Noodhulp Liberia nog moeilijk te geven
Het is voor de hulporganisatie Mensen in Nood/Cordaid erg moeilijk om nu noodhulp te geven in Monrovia, de hoofdstad van het door oorlog verscheurde Liberia. De situatie in de stad is daar te onvoorspelbaar voor. Wel is er inmiddels een vlucht aangekomen met medische goederen, waaronder een basispakket medicijnen ter voorkoming van cholera, diarree en andere infectieziektes.
Dat heeft Mariska Smolders maandag laten weten. Zij is namens Mensen in Nood/Cordaid vrijdag in Liberia aangekomen als lid van een noodhulpteam van het Internationale Caritas Netwerk. De Nederlandse spreekt van een moeilijke situatie in Monrovia waar naar schatting 175.000 vluchtelingen zitten. Daardoor is het aantal mensen in de stad tot ongeveer 1,2 miljoen gestegen.
„We zijn nu bezig met gedetailleerd onderzoek naar wat de noden zijn en waar de prioriteiten liggen. We kunnen wel overal wat wegzetten, maar dat zou een onbezonnen actie zijn.
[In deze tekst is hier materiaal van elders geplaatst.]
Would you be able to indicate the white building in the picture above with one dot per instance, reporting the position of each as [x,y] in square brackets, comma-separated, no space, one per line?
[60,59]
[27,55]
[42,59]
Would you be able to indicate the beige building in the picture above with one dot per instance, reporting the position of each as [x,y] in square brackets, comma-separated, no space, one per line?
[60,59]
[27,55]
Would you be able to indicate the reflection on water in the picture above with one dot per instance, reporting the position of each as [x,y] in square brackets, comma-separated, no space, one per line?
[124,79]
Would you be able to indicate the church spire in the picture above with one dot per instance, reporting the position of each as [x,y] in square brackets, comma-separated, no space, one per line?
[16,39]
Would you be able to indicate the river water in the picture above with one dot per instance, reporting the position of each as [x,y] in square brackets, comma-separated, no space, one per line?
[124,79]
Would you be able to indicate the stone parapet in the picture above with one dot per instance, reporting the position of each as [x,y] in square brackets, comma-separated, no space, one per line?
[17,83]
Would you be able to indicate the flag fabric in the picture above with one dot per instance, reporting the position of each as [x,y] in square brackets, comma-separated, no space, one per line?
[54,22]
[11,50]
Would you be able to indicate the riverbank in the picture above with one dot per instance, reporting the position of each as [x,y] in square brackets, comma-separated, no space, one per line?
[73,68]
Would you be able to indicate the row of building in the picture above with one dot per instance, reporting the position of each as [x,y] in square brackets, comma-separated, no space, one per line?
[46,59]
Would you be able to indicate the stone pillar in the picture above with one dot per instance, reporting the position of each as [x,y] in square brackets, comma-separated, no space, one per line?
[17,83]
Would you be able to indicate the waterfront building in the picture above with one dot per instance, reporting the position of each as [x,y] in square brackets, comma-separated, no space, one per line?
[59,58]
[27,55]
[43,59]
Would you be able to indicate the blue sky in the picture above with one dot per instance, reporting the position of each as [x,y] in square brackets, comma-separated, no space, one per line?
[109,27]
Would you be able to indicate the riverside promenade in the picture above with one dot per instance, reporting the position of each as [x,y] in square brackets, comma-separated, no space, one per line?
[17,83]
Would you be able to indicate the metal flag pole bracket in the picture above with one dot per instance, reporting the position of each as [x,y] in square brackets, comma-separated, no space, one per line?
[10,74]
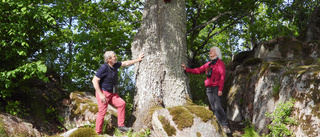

Er zijn nog veel wapens in omloop en dat belemmert de hulp. De situatie in de stad is erg moeilijk. Alle winkels en klinieken zijn leeggeroofd en worden verhandeld op de zwarte markt. Alles wat er in de stad wordt verkocht, is gestolen", aldus Smolders. Het hulpteam wil voorkomen dat ook de noodhulp wordt gestolen.
De duizenden vluchtelingen zitten veelal op elkaar gepropt in scholen, stadions en andere gebouwen. „Je weet niet wat je ziet", zegt Smolders. „In de catacomben van het stadion proberen de ontheemden vuurtjes te branden om daar het beetje voedsel dat ze hebben warm te maken. Verder is er geen schoon drinkwater en zijn er geen sanitaire voorzieningen. Op verschillende plaatsen is al malaria en cholera uitgebroken. In het stadion sterft wel iedere dag iemand."